Use Cases and Deployments

Heartbeat has been used to build active-passive clusters for databases such as Oracle Database, MariaDB, and PostgreSQL, mail systems using Exim and Dovecot, and web stacks running Apache HTTP Server and Nginx. Large-scale scientific facilities like CERN and enterprises including Red Hat adopted patterns combining Heartbeat with DRBD and cluster-aware filesystems like GFS2 for service continuity. Telecommunications carriers and financial institutions often paired Heartbeat with specialized fencing hardware from vendors such as Schneider Electric and Dell EMC to meet stringent availability policies influenced by standards from bodies like ISO.

Development History and Licensing

Heartbeat traces to the mid-1990s within the High-Availability Linux Project and saw stewardship by contributors at Red Hat and community maintainers associated with SUSE and Debian.

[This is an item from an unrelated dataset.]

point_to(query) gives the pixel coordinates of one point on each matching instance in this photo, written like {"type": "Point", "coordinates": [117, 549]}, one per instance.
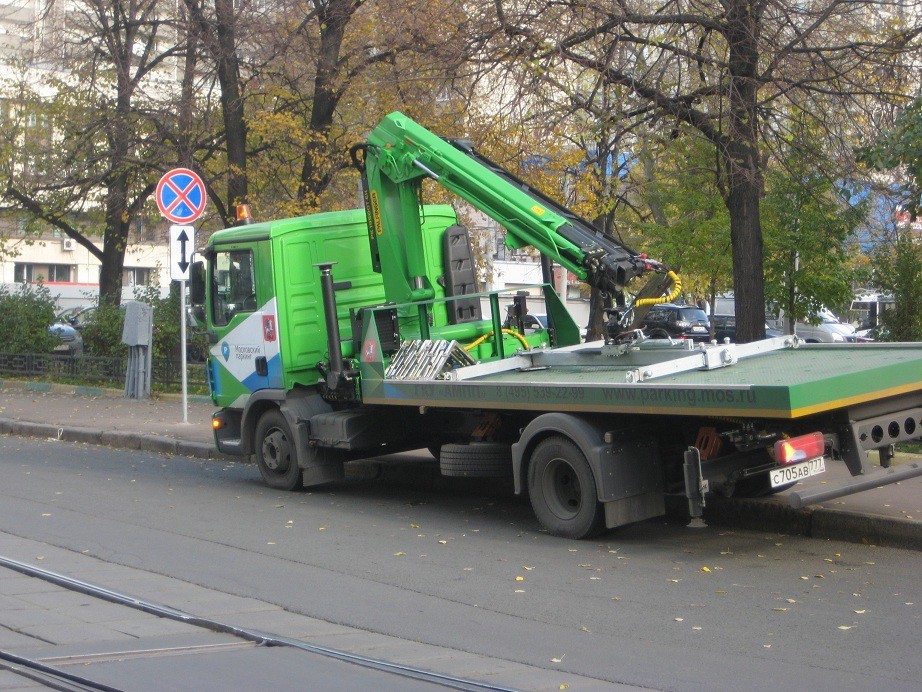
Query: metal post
{"type": "Point", "coordinates": [182, 355]}
{"type": "Point", "coordinates": [334, 341]}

Over time, newer projects such as Pacemaker (software) and Corosync evolved from lessons learned in Heartbeat deployments, influencing the split of responsibilities between membership and resource management. Heartbeat was distributed under the GNU General Public License and accepted community contributions through mailing lists and version control systems used by projects hosted at organizations like SourceForge and later GitHub.

Security and Reliability Considerations

Operational security for Heartbeat clusters requires careful handling of authentication, encryption, and fencing to prevent unauthorized failover and split-brain scenarios; common mitigations include using IPsec, Transport Layer Security and management-plane isolation via Virtual Private Cloud constructs in public clouds such as Amazon Web Services and Microsoft Azure. Reliability practices incorporate periodic failover testing, use of OCF monitors, and integration with monitoring systems like Nagios, Zabbix, and Prometheus to surface health metrics. Vulnerability disclosures were historically coordinated through vendor channels at Red Hat and upstream maintainers, and administrators follow patching guidance aligned with standards from CVE reporting and advisories from vendors such as Canonical and SUSE.